Before implementing IoT in any business process, it’s important to know how we are going to design the layout. Let us first understand what IoT architecture really is.
We know what value IoT brings to the table for improvising business processes across industries. But when it comes to reality, the implementation is too complicated. To deal with these issues, it’s better to find a reliable IoT Edge solutions provider. It will help in significantly reducing the number of resources spent.
IoT architecture essentially comprises of a number of elements: firstly, cloud service, then layers, protocols, sensors and devices and so on. To simplify it further, there are 4 components to it.
Additionally, IoT comes with layers for tracking the system consistency. These layers need to be considered way before IoT architecture process begins. Now what are the three main layers of IoT architecture:
- IoT Device Layer – which is nothing but the client layer
- IoT Gateway Layer – that is server-side operators
- IoT Platform Layer – to connect the operator and client
The fundamental features of a stable Internet of Things architecture include: functionality, scalability, availability, and maintainability. We first need to address the layers at the beginning of the IoT architecture. If ignored, it may result in failure.
Coming back to the 4 Stage IoT architecture which are:
- STAGE 1: Sensors and actuators
- STAGE 2: Internet gateways and Data Acquisition Systems
- STAGE 3: Edge IT Data Processing
- STAGE 4: Datacenter and cloud
Here is the pictorial representation of the stages:
Let’s now understand the high-level architecture:
Stage 1. Connected devices (sensors/actuators)
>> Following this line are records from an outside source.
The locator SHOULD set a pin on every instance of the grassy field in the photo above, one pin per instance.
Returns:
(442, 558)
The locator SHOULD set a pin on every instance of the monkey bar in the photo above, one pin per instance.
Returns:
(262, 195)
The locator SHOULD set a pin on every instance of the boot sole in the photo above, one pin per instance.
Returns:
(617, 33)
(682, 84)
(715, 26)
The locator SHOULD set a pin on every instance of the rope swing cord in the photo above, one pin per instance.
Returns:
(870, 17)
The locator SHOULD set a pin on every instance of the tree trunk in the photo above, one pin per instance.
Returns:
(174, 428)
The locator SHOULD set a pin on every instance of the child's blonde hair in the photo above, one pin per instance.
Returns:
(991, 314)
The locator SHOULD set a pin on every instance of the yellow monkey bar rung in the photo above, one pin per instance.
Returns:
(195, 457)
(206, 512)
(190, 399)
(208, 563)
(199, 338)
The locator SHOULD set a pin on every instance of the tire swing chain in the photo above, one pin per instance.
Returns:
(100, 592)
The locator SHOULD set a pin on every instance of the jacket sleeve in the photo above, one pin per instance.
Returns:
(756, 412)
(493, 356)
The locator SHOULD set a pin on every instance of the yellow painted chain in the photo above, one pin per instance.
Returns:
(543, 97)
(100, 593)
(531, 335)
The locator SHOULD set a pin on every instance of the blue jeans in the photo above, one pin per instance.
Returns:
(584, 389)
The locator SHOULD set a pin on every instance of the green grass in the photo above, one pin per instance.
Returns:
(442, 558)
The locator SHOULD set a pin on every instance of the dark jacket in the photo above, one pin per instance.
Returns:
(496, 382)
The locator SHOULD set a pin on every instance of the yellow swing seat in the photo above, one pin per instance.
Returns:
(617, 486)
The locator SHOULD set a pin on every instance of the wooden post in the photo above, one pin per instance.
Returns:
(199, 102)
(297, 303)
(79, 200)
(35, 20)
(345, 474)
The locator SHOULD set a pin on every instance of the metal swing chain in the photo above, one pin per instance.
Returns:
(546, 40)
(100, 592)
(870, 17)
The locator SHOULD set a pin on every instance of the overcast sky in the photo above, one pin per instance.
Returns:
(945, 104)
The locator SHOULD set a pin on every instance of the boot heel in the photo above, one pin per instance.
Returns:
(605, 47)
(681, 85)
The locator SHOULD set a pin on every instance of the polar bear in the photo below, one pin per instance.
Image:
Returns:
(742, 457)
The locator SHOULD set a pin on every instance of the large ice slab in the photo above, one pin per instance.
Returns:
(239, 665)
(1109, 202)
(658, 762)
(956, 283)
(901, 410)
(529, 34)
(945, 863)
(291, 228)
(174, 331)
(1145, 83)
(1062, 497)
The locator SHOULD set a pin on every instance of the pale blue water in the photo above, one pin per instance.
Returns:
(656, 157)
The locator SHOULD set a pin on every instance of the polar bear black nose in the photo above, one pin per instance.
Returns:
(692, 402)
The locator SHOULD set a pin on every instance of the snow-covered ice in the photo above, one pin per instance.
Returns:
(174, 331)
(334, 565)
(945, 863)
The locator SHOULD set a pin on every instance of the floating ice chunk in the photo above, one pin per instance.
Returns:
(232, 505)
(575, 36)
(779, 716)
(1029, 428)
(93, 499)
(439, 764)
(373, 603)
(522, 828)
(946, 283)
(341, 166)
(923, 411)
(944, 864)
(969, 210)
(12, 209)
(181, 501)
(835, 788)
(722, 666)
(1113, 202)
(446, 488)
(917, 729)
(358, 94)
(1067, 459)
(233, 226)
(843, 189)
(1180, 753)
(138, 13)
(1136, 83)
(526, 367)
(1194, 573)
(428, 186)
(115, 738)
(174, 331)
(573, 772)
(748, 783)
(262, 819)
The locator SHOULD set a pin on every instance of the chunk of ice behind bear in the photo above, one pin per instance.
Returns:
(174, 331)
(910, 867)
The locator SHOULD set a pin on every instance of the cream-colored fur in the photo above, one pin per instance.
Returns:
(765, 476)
The best thing about sensors is that it can convert the information it senses into a set of data which we can process further for analysis. Alternatively, it’s important to start including sensors in the early stages of IoT architecture framework to get information that we need to process.
This process goes even further for Actuators. They can decide and take actions based on the information they gather automatically. Example: Switching on a light when someone enters the room, or temperature regulation, etc.
In this stage, we can make use of hardware and gain necessary insights for further analysis.
Stage 2. Sensor Data Acquisition
We understand at this stage that IoT deals with working with sensors and actuators in close proximity. Internet gateways and Data Acquisition Systems (DAS) plays an important role here as well. DAS aggregates output by connecting to the sensor network. On the other hand, Internet gateways work with Wi-Fi, wired LANs and perform further processing.
This stage is important to process the information collected from the previous stage and compress it to the optimal size for further analysis. On top of this, timing conversion and structure conversion happens at this stage.
Eventually, Stage 2 helps to make data aggregated and digitized.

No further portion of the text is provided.